The divergence of a vector field $X$ on a manifold $M$ is defined usually as the function $\text{Div}(.)$ such that $(\text{Div} X) \;\mu =L_X \mu$ for $\mu$ a volume form.
I know that there is also an alternative expression for $\text{Div} \; X$ in terms of the covariant derivative:
$\text{div} \; X= \text{trace}(\nabla X)= \nabla^aX_a.$
Can anyone explain to me how to prove this equivalence?
Best Answer
To be precise, given an oriented metric $g$ on an $n$-manifold with volume form $\mu_{b_1 \cdots b_n}$, the divergence of a vector field w.r.t. $\mu$ coincides with $\nabla^a X_a$, where $\nabla$ is the Levi-Civita connection of $g$.
One way to see this is as follows: We can write the Lie derivative of a $k$-tensor $\phi$ on $M$ w.r.t. $X$ in terms of $\nabla$ (any torsion-free connection will do) as $$(\mathcal{L}_X \phi)_{b_1 \cdots b_k} = X^c \nabla_c \phi_{b_1 \cdots b_k} + \sum_{i = 1}^k (\nabla_{b_i} X^c) \phi_{b_1 \cdots c \cdots b_k}.$$
If we take $\phi$ to be $\mu$, then the first term is zero (the volume form of a Riemannian metric is parallel with respect to the Levi-Civita connection).

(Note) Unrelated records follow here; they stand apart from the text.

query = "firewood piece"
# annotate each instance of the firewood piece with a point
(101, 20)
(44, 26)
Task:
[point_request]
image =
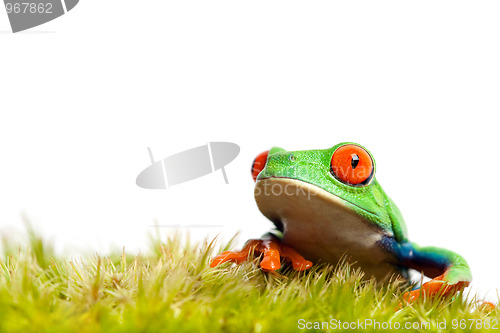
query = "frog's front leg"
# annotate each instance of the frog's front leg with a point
(272, 250)
(449, 271)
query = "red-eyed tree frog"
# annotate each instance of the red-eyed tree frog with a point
(327, 204)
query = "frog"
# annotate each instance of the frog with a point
(327, 206)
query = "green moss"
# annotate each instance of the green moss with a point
(173, 289)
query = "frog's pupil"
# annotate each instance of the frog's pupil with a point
(354, 160)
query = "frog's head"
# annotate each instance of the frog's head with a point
(343, 175)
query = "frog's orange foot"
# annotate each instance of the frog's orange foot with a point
(487, 307)
(435, 287)
(272, 251)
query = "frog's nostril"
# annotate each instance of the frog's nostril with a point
(258, 164)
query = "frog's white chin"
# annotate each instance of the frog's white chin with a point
(321, 226)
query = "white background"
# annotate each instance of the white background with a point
(83, 96)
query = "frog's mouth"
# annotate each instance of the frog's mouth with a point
(297, 194)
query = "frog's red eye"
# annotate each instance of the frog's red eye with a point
(352, 165)
(258, 164)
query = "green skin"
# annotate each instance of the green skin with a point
(372, 203)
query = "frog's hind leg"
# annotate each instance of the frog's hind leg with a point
(449, 271)
(272, 251)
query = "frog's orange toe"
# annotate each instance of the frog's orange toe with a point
(272, 251)
(271, 261)
(235, 256)
(487, 307)
(435, 287)
(226, 256)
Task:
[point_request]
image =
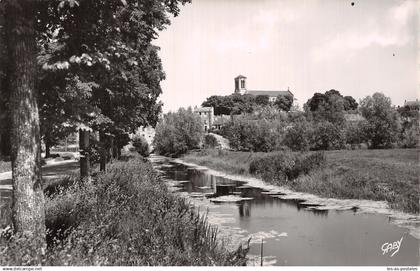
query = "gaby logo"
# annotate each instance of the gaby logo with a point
(391, 247)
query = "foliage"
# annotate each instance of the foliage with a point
(382, 125)
(389, 175)
(262, 100)
(210, 141)
(297, 137)
(350, 103)
(141, 145)
(284, 102)
(247, 133)
(409, 137)
(283, 167)
(327, 136)
(354, 133)
(178, 132)
(329, 106)
(123, 217)
(231, 104)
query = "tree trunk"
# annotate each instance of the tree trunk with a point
(84, 153)
(28, 198)
(47, 148)
(118, 153)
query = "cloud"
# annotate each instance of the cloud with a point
(389, 30)
(257, 32)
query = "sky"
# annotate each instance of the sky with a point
(307, 46)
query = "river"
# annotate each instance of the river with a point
(290, 231)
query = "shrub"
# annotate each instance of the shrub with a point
(354, 134)
(141, 146)
(178, 132)
(210, 141)
(297, 136)
(248, 134)
(409, 137)
(327, 136)
(283, 167)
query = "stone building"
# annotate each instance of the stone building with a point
(240, 88)
(207, 116)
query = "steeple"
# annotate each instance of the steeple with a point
(240, 84)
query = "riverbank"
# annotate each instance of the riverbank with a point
(125, 216)
(379, 175)
(405, 220)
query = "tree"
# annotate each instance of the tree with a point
(141, 145)
(284, 102)
(350, 103)
(178, 132)
(382, 125)
(262, 100)
(329, 106)
(28, 198)
(327, 136)
(98, 44)
(297, 137)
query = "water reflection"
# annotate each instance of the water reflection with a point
(322, 237)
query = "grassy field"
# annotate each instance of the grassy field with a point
(390, 175)
(126, 216)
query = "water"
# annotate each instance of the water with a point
(293, 233)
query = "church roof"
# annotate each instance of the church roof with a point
(412, 103)
(270, 93)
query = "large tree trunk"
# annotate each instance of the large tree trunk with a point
(28, 197)
(84, 153)
(47, 148)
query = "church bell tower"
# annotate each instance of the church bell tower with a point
(240, 84)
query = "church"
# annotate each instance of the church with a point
(240, 88)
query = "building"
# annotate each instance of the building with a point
(412, 105)
(148, 132)
(240, 88)
(207, 116)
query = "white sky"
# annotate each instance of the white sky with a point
(307, 45)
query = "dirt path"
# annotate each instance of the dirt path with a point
(50, 171)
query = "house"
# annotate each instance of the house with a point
(207, 116)
(240, 88)
(148, 132)
(221, 120)
(412, 105)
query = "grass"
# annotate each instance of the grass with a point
(125, 216)
(390, 175)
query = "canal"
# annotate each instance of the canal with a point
(291, 231)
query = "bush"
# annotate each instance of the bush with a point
(258, 135)
(141, 146)
(126, 216)
(410, 137)
(210, 141)
(327, 136)
(178, 132)
(283, 167)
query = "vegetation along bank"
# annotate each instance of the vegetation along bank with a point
(388, 174)
(125, 216)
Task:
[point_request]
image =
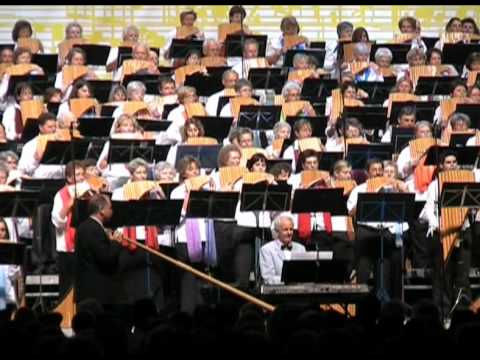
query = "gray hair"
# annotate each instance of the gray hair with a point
(135, 164)
(383, 52)
(134, 86)
(130, 27)
(458, 118)
(290, 85)
(361, 49)
(298, 57)
(279, 125)
(415, 52)
(275, 227)
(162, 165)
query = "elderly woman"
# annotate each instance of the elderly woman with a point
(383, 59)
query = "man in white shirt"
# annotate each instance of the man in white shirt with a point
(276, 251)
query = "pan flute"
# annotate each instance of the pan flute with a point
(418, 147)
(300, 75)
(293, 108)
(290, 41)
(31, 109)
(472, 78)
(213, 61)
(399, 97)
(32, 44)
(70, 73)
(80, 106)
(20, 69)
(197, 182)
(135, 190)
(357, 67)
(236, 102)
(227, 29)
(184, 32)
(257, 177)
(422, 70)
(66, 45)
(452, 219)
(134, 107)
(133, 66)
(201, 140)
(312, 177)
(182, 72)
(312, 143)
(377, 183)
(403, 38)
(229, 175)
(347, 185)
(195, 109)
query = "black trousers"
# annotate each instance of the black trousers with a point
(449, 278)
(367, 254)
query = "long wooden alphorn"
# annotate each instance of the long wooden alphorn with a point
(208, 278)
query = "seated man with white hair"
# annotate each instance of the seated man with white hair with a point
(279, 249)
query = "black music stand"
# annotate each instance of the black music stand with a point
(206, 154)
(101, 89)
(318, 89)
(125, 150)
(378, 91)
(215, 126)
(333, 271)
(263, 197)
(95, 126)
(205, 85)
(12, 253)
(153, 125)
(385, 207)
(96, 54)
(48, 62)
(401, 137)
(317, 54)
(359, 154)
(234, 44)
(435, 85)
(180, 47)
(267, 78)
(259, 117)
(62, 152)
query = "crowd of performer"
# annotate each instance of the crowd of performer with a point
(241, 250)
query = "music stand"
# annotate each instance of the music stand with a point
(206, 154)
(385, 207)
(264, 197)
(125, 150)
(12, 253)
(234, 44)
(318, 89)
(435, 85)
(315, 271)
(317, 54)
(212, 204)
(96, 54)
(215, 126)
(401, 137)
(359, 154)
(95, 126)
(268, 78)
(206, 85)
(378, 91)
(62, 152)
(180, 47)
(101, 89)
(259, 117)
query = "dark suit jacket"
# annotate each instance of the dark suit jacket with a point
(96, 274)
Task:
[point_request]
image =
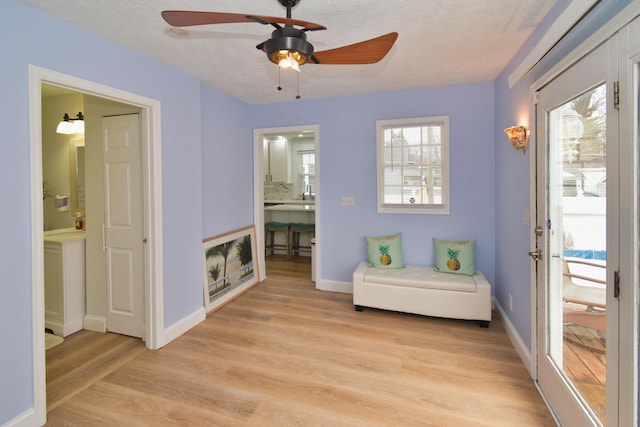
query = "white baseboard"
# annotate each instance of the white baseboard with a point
(335, 286)
(183, 325)
(516, 340)
(95, 323)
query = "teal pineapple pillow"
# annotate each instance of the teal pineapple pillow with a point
(385, 251)
(455, 257)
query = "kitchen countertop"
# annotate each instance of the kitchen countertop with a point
(292, 202)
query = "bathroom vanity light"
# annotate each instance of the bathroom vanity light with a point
(519, 137)
(70, 125)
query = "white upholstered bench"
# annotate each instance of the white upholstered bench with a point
(422, 290)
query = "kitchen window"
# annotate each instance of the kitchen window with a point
(413, 165)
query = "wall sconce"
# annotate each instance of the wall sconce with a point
(519, 137)
(70, 126)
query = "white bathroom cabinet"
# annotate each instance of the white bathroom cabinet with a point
(276, 161)
(64, 285)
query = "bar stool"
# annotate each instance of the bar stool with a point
(296, 229)
(270, 230)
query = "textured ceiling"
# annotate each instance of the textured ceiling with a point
(440, 42)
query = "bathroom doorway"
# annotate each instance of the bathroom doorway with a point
(151, 165)
(286, 182)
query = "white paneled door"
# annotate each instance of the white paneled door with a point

Now, we may write the second term as $$-(n + 1) \nabla_{[c} X^c \mu_{b_1 \cdots b_n]} + \nabla_c X^c \mu_{b_1 \cdots b_n}.$$ Here the bracket $[ \cdots ]$ indicates antisymmetrization over the enclosed indices, so the first term in this expression is the trace of a tensor of type $(n + 1, 1)$ which is skew in its $n + 1$ lower indices. But any such tensor on an $n$-manifold is zero, so only the second term survives, giving (now in classical notation, for emphasis) $$\mathcal{L}_X \mu = (\mathrm{tr} \nabla X) \mu = (\operatorname{div} X) \mu.$$